UWS research to help women with rheumatoid arthritis make decisions about pregnancy

Date: 09/11/2009

Researchers from the University of Western Sydney will examine the attitudes, emotions and decision-making processes of women who are living with rheumatoid arthritis and are hoping to become pregnant.

Rheumatoid arthritis (RA) is a serious, chronic condition in which the body's immune system attacks healthy tissue in the joints, leading to pain in the hands, wrists, knees or feet and eventually irreversible physical disability.

Dr Tanya Covic, from the School of Psychology at UWS, says women with RA are less likely to have children if they are diagnosed with the illness during their childbearing years.

"This may be due to women's concerns that pregnancy will further impair their already RA-affected health, or that the baby will inherit the illness or be adversely exposed to the medications," says Dr Covic.

"Women may also make a conscious decision not to have children out of concern that their RA will make it difficult to be an active mother."

According to Dr Covic, there is a general lack of information available to inform women about the health issues associated with RA and pregnancy.

Drawing on research evidence and expert advice from relevant health professionals, as well as the experiences of women living with RA, the UWS research project will work to develop a pregnancy Decision Aid resource.
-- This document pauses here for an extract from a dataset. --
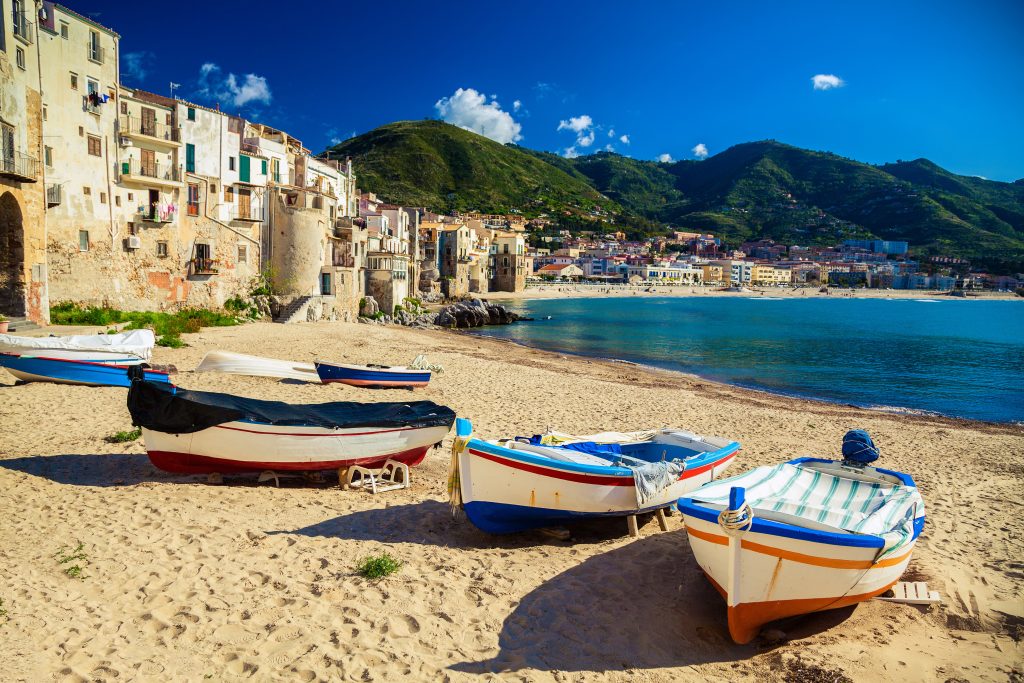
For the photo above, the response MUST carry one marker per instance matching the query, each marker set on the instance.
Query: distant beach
(188, 581)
The Decision Aid will provide women with balanced information on the benefits and risks of pregnancy and RA and the level of support they may need so that they can confidently make informed choices about their future.

"Women may think that they only have two choices, to have or not to have children. However, if provided with the relevant information, they may find there are more options to be considered," says Dr Covic.
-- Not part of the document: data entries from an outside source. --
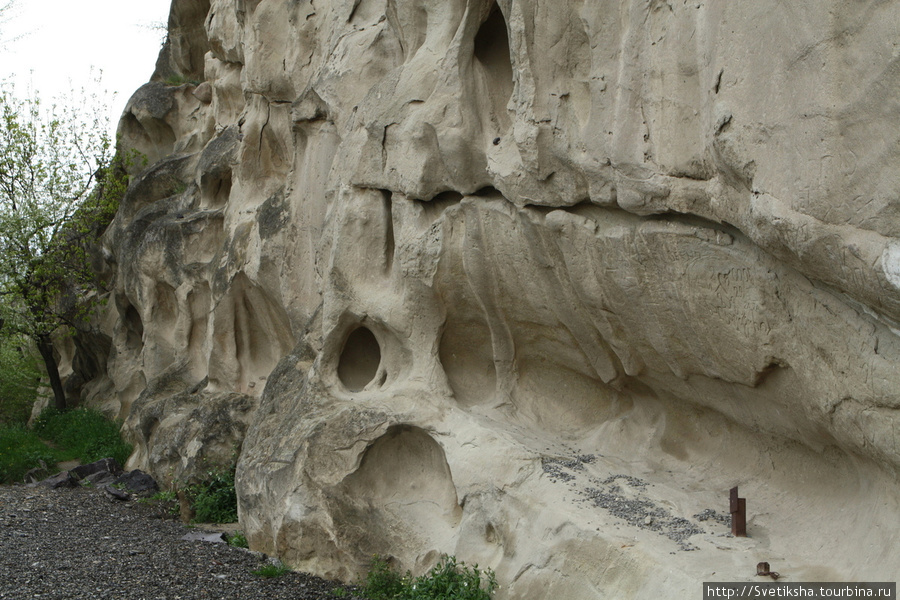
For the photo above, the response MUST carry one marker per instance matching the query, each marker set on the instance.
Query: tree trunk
(45, 347)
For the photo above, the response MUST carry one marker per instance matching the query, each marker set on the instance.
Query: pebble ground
(73, 544)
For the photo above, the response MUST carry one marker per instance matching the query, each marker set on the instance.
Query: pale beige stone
(472, 260)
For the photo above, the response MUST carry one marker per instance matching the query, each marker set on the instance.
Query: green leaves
(447, 580)
(58, 187)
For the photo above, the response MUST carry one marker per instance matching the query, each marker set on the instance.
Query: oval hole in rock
(359, 360)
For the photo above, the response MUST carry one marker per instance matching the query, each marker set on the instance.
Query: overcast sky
(61, 41)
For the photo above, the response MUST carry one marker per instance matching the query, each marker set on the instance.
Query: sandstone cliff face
(529, 282)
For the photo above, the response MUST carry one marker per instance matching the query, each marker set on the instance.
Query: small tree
(58, 191)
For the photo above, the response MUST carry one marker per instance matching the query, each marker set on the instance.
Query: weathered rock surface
(528, 282)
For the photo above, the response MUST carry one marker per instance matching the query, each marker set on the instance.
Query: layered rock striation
(532, 283)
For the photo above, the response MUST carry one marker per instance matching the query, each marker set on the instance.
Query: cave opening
(359, 359)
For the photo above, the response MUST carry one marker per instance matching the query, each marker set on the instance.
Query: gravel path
(70, 544)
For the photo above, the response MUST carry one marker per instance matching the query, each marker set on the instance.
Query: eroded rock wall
(475, 277)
"We hope that the Decision Aid will help women consider all of their options and decide on the one that is best for them."

Women living with RA between the ages of 18 and 45 are invited to take part in the study. For more information, contact Lisa Hallab on (02) 9772 6801, or l.hallab@uws.edu.au.

The project is funded by the Australian Research Council (ARC), supported by Arthritis NSW, and will be conducted with research collaborators from the University of Sydney and the University of Melbourne.